Optimal regression analysis for estimating the settlement of the deep foundations socketed into rock

Piles, which are classified as deep foundations, are used in civil engineering applications to provide stable support for structures by being driven into the earth. Given the substantial load-bearing capacity of such foundations, it is essential to consider their settling throughout the design process meticulously. Hence, the management and assessment of settlement pose a noteworthy concern in the realm of piling design and construction. The main goal of the current research is to assess the appropriateness of using a neural network model utilizing optimal support vector regression (SVR) analysis to forecast the settling of piles (SP) in rock formations. Both the Aquila optimizer (AO) and the Henry gas solubility optimizer (HGSO) were merged with SVR to get the best possible values for SVR's crucial factors.
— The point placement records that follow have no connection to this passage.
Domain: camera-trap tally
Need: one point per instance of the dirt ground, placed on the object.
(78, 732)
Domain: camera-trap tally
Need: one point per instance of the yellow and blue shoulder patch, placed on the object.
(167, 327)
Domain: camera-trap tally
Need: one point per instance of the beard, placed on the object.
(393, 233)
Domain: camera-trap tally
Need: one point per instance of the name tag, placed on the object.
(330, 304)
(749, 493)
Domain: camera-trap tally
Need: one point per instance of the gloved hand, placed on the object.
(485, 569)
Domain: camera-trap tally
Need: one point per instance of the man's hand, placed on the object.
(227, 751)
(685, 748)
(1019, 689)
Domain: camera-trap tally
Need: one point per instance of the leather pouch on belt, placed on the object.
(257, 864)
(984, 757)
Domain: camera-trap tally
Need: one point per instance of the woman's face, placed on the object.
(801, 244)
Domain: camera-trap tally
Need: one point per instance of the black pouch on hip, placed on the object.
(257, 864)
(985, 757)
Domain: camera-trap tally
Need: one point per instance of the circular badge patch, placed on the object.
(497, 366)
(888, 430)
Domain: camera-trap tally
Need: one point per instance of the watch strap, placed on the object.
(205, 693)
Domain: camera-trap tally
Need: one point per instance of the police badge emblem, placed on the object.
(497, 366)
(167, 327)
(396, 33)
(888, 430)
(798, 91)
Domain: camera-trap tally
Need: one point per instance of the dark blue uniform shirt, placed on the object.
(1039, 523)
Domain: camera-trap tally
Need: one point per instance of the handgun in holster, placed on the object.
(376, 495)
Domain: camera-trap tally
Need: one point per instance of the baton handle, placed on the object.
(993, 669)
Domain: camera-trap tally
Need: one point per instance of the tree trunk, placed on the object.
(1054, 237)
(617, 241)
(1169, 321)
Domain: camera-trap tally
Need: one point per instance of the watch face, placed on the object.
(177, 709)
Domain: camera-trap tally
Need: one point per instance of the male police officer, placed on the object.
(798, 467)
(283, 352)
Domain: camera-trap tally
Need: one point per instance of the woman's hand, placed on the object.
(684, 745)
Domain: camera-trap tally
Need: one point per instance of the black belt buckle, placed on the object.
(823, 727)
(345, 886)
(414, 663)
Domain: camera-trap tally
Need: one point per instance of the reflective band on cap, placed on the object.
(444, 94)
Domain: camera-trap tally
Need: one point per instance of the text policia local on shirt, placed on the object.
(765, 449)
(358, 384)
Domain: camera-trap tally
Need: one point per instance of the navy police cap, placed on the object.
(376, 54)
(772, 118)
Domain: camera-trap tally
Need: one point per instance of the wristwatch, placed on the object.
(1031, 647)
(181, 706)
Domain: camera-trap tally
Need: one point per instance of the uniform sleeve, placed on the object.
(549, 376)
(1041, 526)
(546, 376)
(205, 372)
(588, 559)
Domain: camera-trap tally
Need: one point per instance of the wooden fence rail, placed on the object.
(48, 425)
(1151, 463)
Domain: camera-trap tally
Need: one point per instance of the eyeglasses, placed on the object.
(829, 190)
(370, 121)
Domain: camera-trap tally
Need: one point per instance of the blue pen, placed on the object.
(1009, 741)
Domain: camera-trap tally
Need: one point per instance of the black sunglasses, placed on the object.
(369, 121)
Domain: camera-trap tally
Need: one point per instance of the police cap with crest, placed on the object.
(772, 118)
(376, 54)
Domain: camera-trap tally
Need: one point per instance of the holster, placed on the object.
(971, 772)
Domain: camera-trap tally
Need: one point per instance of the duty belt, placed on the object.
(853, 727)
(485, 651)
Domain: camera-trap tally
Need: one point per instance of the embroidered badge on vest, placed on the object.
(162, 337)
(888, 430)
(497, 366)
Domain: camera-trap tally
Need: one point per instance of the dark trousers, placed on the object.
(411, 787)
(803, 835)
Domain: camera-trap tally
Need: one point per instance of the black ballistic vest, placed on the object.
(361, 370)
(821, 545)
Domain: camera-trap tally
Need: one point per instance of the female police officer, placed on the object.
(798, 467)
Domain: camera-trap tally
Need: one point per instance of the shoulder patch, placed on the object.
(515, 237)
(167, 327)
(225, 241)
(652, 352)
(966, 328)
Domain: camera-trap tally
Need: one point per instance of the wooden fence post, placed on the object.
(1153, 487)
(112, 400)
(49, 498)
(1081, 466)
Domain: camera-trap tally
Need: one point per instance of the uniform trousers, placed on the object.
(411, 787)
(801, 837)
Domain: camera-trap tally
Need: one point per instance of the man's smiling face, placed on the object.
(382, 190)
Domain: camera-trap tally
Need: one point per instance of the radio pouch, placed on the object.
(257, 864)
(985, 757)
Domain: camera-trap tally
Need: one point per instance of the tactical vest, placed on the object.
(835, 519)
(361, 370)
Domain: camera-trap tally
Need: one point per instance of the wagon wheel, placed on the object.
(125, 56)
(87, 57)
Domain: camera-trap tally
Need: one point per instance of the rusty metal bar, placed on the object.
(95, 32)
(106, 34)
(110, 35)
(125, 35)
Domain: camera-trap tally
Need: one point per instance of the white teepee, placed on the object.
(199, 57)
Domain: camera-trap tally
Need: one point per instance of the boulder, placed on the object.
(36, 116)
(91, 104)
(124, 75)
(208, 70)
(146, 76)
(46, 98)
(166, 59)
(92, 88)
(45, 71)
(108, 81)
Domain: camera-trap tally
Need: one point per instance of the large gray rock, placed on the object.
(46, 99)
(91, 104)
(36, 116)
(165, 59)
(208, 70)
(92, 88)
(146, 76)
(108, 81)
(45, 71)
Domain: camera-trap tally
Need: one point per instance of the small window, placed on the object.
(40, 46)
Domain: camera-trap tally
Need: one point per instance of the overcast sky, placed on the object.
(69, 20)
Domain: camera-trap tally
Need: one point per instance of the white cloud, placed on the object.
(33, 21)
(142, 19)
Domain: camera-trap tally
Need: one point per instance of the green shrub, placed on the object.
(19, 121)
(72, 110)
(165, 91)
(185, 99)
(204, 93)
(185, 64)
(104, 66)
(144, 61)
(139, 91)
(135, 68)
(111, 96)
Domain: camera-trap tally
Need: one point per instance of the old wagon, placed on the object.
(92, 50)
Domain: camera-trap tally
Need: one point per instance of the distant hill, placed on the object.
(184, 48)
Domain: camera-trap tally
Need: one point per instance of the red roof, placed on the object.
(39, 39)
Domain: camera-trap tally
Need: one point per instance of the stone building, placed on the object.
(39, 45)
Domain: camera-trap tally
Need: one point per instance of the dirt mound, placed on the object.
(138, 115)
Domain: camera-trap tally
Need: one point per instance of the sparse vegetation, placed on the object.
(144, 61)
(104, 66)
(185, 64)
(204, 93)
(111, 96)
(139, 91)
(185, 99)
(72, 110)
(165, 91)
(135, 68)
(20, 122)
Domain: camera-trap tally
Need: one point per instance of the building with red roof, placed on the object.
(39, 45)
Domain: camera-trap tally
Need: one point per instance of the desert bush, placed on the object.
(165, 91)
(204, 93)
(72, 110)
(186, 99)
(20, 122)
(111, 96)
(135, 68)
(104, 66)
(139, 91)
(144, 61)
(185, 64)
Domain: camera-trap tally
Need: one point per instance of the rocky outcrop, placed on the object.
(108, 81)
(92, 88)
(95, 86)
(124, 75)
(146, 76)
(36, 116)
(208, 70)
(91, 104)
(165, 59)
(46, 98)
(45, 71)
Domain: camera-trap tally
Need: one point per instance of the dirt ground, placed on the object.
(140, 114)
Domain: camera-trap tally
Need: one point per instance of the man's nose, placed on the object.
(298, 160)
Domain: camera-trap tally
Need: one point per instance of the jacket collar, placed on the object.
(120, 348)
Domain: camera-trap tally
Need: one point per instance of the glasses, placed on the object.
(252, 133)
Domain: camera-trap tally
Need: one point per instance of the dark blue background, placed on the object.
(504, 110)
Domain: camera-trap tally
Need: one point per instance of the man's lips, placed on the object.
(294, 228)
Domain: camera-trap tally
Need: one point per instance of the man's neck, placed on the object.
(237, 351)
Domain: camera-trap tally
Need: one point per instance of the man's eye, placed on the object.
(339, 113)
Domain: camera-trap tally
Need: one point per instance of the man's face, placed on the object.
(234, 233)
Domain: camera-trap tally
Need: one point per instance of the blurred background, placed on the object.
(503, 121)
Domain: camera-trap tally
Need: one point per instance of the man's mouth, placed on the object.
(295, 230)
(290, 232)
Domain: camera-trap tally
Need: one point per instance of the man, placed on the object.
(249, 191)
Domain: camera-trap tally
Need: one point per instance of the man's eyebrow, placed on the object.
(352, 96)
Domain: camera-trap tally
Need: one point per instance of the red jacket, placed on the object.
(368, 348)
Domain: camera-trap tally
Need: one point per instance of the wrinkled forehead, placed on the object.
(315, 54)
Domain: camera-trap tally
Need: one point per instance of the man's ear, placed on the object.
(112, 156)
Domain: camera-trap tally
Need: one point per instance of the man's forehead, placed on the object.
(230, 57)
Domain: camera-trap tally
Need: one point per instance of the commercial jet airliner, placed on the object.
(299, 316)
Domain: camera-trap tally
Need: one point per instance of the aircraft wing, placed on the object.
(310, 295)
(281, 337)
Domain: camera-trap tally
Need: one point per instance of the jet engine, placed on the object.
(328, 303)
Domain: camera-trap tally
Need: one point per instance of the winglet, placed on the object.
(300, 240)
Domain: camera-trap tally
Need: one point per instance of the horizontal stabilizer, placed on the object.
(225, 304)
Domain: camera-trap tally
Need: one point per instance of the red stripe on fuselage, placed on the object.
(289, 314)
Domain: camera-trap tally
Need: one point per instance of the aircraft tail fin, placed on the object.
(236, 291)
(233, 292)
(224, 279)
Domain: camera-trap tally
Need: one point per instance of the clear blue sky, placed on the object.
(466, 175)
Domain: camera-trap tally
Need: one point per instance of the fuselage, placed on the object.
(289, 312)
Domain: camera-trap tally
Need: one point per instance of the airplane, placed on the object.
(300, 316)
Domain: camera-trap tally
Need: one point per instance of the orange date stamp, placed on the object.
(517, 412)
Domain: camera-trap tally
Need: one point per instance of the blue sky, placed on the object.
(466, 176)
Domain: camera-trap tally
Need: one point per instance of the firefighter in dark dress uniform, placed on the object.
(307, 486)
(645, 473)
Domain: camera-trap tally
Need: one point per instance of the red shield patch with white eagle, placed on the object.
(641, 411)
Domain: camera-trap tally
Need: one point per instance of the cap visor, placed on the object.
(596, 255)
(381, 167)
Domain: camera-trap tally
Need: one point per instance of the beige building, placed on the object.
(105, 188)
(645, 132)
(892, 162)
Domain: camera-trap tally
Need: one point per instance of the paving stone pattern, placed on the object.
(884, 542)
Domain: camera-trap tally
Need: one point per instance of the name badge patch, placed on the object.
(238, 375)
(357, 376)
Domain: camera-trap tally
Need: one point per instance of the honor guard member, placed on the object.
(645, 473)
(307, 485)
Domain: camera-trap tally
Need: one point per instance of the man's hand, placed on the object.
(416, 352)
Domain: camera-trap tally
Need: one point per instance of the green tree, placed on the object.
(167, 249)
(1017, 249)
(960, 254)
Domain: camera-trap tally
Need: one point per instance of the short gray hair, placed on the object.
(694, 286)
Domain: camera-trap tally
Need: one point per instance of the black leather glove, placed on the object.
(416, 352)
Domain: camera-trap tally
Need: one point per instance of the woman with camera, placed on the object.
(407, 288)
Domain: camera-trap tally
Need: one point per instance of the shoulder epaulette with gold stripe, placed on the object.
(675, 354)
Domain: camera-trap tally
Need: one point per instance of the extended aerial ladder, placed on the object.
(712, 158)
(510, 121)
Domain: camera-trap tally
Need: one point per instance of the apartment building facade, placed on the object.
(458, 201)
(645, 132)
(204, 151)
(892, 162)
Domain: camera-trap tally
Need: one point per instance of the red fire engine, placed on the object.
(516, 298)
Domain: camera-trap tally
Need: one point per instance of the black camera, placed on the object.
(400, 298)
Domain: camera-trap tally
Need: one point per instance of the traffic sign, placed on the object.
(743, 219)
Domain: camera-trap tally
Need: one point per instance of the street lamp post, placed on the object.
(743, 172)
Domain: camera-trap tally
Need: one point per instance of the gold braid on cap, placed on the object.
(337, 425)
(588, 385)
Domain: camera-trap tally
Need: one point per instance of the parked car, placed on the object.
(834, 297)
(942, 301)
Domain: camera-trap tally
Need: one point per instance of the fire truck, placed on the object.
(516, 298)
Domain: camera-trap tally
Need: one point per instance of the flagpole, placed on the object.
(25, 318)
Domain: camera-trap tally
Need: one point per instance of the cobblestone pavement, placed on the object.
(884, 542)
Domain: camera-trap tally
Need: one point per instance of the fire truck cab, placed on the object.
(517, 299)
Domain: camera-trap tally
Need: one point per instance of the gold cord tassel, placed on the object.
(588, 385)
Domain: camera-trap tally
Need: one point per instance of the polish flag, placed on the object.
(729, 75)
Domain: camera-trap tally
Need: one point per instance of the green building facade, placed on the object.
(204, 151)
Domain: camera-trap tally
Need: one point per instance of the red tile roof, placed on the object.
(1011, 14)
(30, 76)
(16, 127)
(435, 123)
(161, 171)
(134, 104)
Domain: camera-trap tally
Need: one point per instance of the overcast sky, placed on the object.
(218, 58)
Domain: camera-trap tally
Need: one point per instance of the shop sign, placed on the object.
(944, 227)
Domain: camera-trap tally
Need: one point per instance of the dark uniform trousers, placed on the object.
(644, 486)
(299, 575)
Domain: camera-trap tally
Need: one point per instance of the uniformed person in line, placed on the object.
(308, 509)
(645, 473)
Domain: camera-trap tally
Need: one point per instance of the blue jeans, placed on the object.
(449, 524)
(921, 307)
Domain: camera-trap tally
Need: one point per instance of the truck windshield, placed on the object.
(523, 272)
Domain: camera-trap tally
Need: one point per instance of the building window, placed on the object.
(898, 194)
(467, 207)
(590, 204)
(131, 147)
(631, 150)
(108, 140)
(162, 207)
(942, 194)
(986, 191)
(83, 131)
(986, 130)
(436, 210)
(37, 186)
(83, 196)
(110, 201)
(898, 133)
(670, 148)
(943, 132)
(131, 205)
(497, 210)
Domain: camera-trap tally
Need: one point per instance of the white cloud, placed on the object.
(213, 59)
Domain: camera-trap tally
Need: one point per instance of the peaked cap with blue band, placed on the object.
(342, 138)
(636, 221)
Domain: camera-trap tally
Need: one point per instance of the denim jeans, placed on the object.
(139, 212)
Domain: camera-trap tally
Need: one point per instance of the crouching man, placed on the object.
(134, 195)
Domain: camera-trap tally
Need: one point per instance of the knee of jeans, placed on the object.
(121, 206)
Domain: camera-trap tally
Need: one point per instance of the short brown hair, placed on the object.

The purpose of this research is to show that the predetermined methods have not been used to forecast the SP in rocks. The results indicate that both SVR-AO and SVR-HGSO show considerable potential in accurately predicting the SP. Specifically, the SVR-AO model achieved coefficient of determination (R2) values of 0.9957 and 0.994 during its learning and testing phases, while the SVR-HGSO model achieved R2 values of 0.9888 and 0.9893, respectively. The results of OBJ presented that the SVR-AO model got the minimum OBJ at 0.2187 in contrast to SVR-HGSO at 0.3436. The results of this study are more powerful and accurate than the literature by gaining the higher values of R2 and lower values of error-based metrics. Our research establishes a robust framework for accurately estimating SP in rock formations, offering practical implications for enhancing the design and construction of pile foundations in civil engineering applications. Ultimately, the goal is to leverage machine learning to solve complex problem, make accurate predictions, automate tasks, and gain insights from data.